Among the suggestions: The state could reframe the guidelines for the state’s Indigent Care Pool to award dollars based on the percentage of charity care given by the hospitals receiving the money, and/or increase the Medicaid dollars to the public hospital system by reimbursing care at H+H at higher rates. It could institute a process by which private hospitals are required to invest in the public hospital system as a condition for receiving tax-exempt bonds for growth and expansion. Another option: Create a funding pool for Level 1 trauma centers supported by those hospitals that don’t offer the same and depend on H+H and other hospitals to maintain those costly operations.

While these may seem like pie-in-the sky suggestions, the NYSNA report points out where those steps have been taken nationwide. Take, for instance, California, where after San Francisco passed the Charity Care Ordinance of 2001, tying local approval of construction permits to demonstrative provisions of charity care, Sutter’s California Pacific Medical Center “had to promise $1.1 billion in concessions before the city would issue the required permits.” Among Sutter’s promises “were a freeze on prices charged to city employee’s insurance plans, operation of nearby safety net hospital, affordable housing investments and upgrading of nearby transit facilities and sidewalks.”

At the other end of the carrot-versus-stick spectrum, in 2015 a Morristown, New Jersey, judge revoked a local hospital’s nonprofit status – finding that the hospital behaved not like a charity, but like a business, the NYSNA report noted.

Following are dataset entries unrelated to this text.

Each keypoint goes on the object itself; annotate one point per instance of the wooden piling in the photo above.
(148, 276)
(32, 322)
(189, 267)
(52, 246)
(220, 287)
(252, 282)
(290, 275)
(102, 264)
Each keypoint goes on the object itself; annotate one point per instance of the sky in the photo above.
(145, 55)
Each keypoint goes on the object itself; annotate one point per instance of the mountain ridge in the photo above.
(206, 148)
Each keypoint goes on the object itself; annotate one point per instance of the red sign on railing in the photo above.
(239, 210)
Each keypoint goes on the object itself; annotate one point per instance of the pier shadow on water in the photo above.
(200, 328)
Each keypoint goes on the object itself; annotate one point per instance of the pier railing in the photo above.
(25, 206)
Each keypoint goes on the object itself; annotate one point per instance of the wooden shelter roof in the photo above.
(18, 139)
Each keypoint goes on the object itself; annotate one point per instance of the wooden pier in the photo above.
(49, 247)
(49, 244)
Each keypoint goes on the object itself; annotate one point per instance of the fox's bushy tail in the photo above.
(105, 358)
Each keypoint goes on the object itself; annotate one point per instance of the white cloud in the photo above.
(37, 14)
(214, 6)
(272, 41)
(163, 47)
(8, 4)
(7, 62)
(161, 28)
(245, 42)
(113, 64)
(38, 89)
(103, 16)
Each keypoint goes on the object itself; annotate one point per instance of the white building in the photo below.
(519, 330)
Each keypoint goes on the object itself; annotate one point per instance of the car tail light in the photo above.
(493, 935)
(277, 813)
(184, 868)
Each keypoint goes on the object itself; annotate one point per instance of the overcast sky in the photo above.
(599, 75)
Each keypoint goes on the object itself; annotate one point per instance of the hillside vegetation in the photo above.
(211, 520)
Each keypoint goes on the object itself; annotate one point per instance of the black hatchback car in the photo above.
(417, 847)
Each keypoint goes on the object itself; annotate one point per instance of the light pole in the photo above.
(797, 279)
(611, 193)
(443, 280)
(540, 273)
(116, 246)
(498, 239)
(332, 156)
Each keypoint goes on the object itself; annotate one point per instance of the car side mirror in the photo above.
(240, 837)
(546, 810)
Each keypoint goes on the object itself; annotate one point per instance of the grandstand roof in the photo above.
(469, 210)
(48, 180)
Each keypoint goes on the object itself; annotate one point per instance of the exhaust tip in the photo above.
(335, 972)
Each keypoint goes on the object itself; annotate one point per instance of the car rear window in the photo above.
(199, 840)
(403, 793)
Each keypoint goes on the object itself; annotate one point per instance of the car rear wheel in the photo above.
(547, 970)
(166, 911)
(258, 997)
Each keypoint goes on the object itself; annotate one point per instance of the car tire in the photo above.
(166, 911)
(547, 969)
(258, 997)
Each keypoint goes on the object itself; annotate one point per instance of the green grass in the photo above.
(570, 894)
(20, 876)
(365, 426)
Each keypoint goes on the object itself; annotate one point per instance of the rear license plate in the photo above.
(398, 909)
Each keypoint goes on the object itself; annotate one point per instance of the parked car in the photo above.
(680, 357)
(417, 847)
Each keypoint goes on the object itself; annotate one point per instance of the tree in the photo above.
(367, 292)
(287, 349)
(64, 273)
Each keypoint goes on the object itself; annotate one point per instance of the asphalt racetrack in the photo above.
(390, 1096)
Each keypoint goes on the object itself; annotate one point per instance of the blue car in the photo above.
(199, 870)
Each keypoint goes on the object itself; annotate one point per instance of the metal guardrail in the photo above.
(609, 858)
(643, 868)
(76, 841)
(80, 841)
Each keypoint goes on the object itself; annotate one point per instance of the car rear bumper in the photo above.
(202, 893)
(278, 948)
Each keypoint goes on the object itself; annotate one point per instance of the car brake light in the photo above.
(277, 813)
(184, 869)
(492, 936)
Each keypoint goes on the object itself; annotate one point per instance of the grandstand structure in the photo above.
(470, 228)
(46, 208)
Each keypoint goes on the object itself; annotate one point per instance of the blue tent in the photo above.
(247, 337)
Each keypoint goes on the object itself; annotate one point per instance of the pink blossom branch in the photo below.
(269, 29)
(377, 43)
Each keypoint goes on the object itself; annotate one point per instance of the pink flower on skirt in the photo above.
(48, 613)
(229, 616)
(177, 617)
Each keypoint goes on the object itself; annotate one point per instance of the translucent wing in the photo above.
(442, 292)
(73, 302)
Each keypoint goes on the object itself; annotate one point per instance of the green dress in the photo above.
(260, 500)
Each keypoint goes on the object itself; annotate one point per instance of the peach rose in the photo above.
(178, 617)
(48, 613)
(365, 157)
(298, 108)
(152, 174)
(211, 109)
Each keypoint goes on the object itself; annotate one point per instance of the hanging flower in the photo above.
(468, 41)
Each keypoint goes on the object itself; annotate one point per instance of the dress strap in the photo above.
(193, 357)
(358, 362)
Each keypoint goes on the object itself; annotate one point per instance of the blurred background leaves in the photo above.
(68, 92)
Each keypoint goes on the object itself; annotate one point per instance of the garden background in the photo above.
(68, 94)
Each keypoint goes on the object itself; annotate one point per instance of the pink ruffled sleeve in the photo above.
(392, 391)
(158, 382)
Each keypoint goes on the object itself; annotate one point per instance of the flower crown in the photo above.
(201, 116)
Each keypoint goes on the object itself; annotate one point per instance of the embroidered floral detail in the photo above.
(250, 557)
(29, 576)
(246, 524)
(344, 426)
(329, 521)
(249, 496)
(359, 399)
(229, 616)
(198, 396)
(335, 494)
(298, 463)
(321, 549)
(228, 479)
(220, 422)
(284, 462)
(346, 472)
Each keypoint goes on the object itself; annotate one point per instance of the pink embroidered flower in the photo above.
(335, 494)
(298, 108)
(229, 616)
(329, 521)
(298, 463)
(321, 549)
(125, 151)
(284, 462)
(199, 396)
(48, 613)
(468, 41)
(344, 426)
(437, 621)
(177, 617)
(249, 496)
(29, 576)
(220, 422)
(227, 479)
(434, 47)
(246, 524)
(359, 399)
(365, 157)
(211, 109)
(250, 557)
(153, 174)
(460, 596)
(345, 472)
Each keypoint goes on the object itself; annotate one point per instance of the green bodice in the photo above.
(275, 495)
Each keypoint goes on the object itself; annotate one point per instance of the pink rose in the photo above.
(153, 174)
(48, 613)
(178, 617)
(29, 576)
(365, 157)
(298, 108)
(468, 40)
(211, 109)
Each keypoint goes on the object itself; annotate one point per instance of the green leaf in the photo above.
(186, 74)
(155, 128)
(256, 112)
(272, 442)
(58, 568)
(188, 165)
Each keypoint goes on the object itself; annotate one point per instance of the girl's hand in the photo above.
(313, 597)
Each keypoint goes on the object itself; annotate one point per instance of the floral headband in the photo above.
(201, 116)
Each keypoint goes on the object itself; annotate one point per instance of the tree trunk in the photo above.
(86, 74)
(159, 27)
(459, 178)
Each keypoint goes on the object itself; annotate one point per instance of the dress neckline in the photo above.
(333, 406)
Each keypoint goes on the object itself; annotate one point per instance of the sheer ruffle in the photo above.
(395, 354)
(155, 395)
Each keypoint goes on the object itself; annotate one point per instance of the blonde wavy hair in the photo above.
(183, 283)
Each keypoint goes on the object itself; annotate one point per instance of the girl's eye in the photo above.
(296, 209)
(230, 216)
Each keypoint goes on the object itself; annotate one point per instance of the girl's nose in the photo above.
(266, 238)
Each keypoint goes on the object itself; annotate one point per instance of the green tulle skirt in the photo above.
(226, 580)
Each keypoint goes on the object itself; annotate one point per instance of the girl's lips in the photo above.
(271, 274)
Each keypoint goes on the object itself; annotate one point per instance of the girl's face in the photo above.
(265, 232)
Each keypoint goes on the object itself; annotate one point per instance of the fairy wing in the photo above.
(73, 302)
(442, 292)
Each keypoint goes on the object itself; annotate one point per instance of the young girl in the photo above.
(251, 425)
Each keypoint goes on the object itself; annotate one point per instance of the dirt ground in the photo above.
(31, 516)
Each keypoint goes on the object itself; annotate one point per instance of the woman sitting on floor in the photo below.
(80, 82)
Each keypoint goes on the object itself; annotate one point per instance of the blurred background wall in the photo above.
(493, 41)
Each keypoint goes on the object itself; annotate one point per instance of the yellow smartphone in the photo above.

For its part, NYC H+H has already adopted more stringent measures, reducing staff, cutting new hires to 25 percent of open positions, eliminating redundant positions and closing facilities. With 70 percent of the system’s budget going to personnel costs, there is only so much retrenchment the hospital system can do without it affecting care, noted its administrators.

“As you are aware, New York City Health + Hospitals – the largest public health care provider in New York State” relies “significantly” on DSH and supplemental Medical payments, outgoing H+H CEO Stanley Brezenoff wrote on Sept. 29 to state Health Commissioner Howard Zucker, publicly requesting the release of the $380 million in matching federal-city dollars.

With one third of its operating budget supported by federal DSH payments and supplemental Medicaid dollars, any interruption in the flow of federal dollars would be disastrous for the state’s largest public hospital system, Brezenoff warned, adding: “The fact that the state has no financial stake in these payments only adds to the mystery of these delayed payments.”